Al alba.



Era aún noche cerrada cuando mi padre, al ponerse en pie, movía la quietud y me despertaba. Dormiamos a cielo raso, sobre una manta a su vez puesta sobre las tablas de un remolque agrícola. A penas retiradas las legañas, corría a comprobar que mi mundo seguía vivo. El viejo perro lanudo, mi madre ya en la cocina preparando los almuerzos, las toses tabacosas de Don Rafael. Ya podía despuntar la alborada por el romeral. Cogía de la nevera dos Kaikus de vainilla, mi transistor made in Japan, y la bolsa con los emparedados Wally. Subíamos a lomos de Chamaco, el burro gris humo de mi padre que chinica chana nos llevaba al aprisco. El contorno se aclaraba y el leve rocío sacaba al tomillo y la ontina su fragante esencia. Nada mas llegar, mi padre ordeñaba una cabra y mojaba pan duro sazonado con canela y azúcar. Por mi parte abría un Kaiku y me lo bebía de tirón. Soltaba mi padre las ovejas y el cabrío.

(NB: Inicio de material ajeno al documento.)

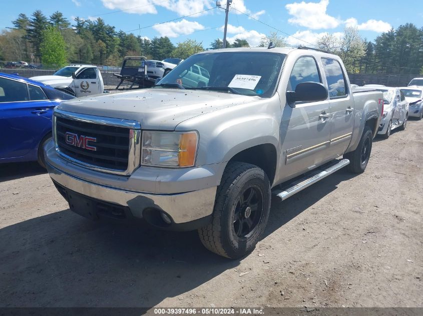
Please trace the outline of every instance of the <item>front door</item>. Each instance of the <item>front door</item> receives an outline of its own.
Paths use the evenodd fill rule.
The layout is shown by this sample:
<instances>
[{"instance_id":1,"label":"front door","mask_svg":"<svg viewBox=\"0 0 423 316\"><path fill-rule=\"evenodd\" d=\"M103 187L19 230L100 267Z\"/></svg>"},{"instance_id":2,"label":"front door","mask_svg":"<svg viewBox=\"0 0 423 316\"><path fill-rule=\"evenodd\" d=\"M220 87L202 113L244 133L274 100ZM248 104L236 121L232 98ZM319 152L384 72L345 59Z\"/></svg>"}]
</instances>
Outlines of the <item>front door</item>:
<instances>
[{"instance_id":1,"label":"front door","mask_svg":"<svg viewBox=\"0 0 423 316\"><path fill-rule=\"evenodd\" d=\"M39 87L0 77L0 159L38 148L51 130L54 107Z\"/></svg>"},{"instance_id":2,"label":"front door","mask_svg":"<svg viewBox=\"0 0 423 316\"><path fill-rule=\"evenodd\" d=\"M298 58L292 68L287 91L295 91L298 83L322 83L314 57ZM330 112L328 100L285 104L280 125L281 177L304 173L327 160Z\"/></svg>"},{"instance_id":3,"label":"front door","mask_svg":"<svg viewBox=\"0 0 423 316\"><path fill-rule=\"evenodd\" d=\"M346 150L354 127L354 99L349 91L345 74L339 62L331 58L321 58L329 90L330 107L330 144L331 158L341 156ZM359 119L359 118L358 119Z\"/></svg>"},{"instance_id":4,"label":"front door","mask_svg":"<svg viewBox=\"0 0 423 316\"><path fill-rule=\"evenodd\" d=\"M92 95L102 93L100 92L100 84L98 69L86 68L79 72L71 84L71 87L75 91L77 97Z\"/></svg>"}]
</instances>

Las madres separadas de sus corderos para el engorde y destete, montaban una opera desesperada de balidos a la que contestaba un coro de agudas notas suplicantes de leche materna. Los perros arreaban a las trémulas y renqueantes ex mater que babeaban de dolor. La separación laceraba mis sentimientos, pero era un zagal criado en el campo, y lo que había que hacer se hacia por ser obligación. Cuando las ovejas ya pastaban grano y paja en los rastrojos a una prudencial distancia, soltaba a los saltarines corderos que se relamían los rosados belfos anhelantes de leche. A Milu, greñudo y gordinflón, trabajo le costaba hacerse respetar y llevar a la pandilla de huérfanos al rastrojo más rico en grano. Una vez que morisqueban la paja a la busca del trigo suelto, olvidaban sus ardorosos pesares. Ya serían las seis de la mañana, hora de encender mi transistor andorrano, y buscar la canción del verano. Así fue y así lo recuerdo.
Emparedado wally: pan duro en leche, se le pone jamón serrano y queso dentro, se reboza en huevo y se pasa por la sartén.